Well, here it is! The ultimate electronic research resource has arrived. As I had anticipated this time last year, in my review essay of 2001, we will be turning increasingly to the e-text and cyberworld for the best in research resources on Thomas Hardy. Within a few months of this prediction, the first of what may be a veritable library of Hardyana on CD-ROM arrived on my desk. In this instance it is Hardy's entire correspondence published by the InteLex Corporation in the Past Masters series (currently 81 titles): The Collected Letters of Thomas Hardy, edited by Richard Little Purdy and Michael Millgate, 7 vols., 1840-1927 (Clarendon Press, Oxford, 1978-1988).

There seems to be something slightly wicked about having seven vast tomes holding a lifetime of Hardy's correspondence on a slender disk [End Page 311] no larger than a communion wafer. Of course, that's not exactly it—is it? Like the genome which holds the blueprint for a giant mammoth or an Elvis Presley, a CD-ROM has no existence without a habitable environment—an electronic version of the petri dish or maternal body. Enter the computer: this resembles neither but emulates both. Now, it's just a question of implantation: "Place CD-ROM disc in CD-ROM drive. When icons appear, drop the Folio VIEWS folder in to Preferences folder which should be in your System Folder. If you have a PowerMac, drop the WinMac icon into your Extensions folder (which is in your System Folder). Then restart your computer so that the computer is re-initialized. Finally, to start the database, simply click on the icon for the database which appears on the CD-ROM. This completes the installation" (Intelex User's Guide, p. 7).

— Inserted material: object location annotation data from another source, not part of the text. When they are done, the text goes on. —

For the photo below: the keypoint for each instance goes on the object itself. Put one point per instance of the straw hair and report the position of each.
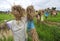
(19, 11)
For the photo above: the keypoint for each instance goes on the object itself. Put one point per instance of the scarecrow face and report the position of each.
(16, 13)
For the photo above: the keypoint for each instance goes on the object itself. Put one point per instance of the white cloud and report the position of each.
(38, 4)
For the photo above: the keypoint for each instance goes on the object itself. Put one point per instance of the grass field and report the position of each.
(45, 32)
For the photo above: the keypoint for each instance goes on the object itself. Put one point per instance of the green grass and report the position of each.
(54, 18)
(45, 32)
(5, 17)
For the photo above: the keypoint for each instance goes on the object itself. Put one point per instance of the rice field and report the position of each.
(45, 32)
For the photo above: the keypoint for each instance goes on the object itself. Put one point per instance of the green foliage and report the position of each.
(45, 32)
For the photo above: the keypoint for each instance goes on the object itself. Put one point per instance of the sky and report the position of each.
(6, 5)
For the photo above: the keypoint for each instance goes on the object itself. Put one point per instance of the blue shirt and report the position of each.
(30, 25)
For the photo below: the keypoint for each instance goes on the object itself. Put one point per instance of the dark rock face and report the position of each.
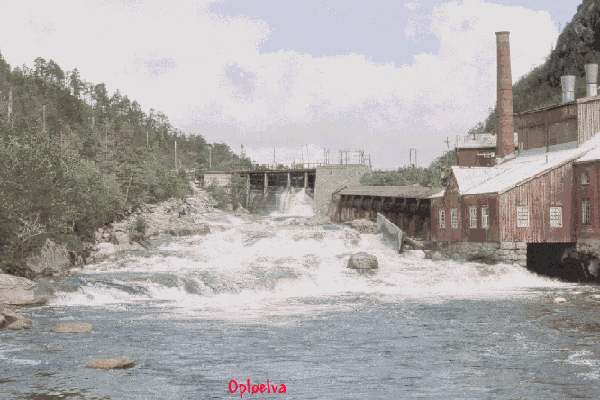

Actually, this is the Macintosh installation version and Macs are often fussy. For users with Windows, bringing the Past Masters CD-ROM into being simply requires that you slide in your CD and click on your Run command and it is done. Once physically manifest before your eyes the splendor of the thing is revealed. The contents can be browsed with ease: option buttons numbered from 1 to 9 offer varying routes to the contents. Button 2, for example, will display the volumes from 1-7 with the respective dates of inclusion; volume 6 reveals all Hardy's correspondence from 1920-1925 and if you then click on the "+" icon each date from 1920-1925 displays separately. Then, if you click on the "+" next to the year of your choice, say 1925, the calendar months pop on your screen, whereupon you choose August, say, with the vague recollection that Hardy wrote a letter to Harold Macmillan about copyright at this time, and sure enough, up comes Harold Macmillan's name and with one click on his name, the letter itself. It looks like this:

To HAROLD MACMILLAN
Page hardy.v6.343
MAX GATE, | DORCHESTER. | August 5th. 1925.
Page hardy.v6.343
Dear Mr Macmillan:
In respect of your inquiry this morning on copyrighting the poems in the United States I think it best to do so, as your New York firm suggest. I understand that all my verse is increasing in circulation in America, which makes the point rather more important than it was.
Yours very sincerely,
Thomas Hardy. [End Page 312]

In short, the physical appearance of this letter on CD-ROM faithfully replicates its original publication in the Purdy/Millgate book even to the "End Matter" which tells us that the original was typewritten and that it was sent in response to the proposal of Macmillan New York that they copyright Hardy's new volume of poems instead of simply buying copies of the English edition.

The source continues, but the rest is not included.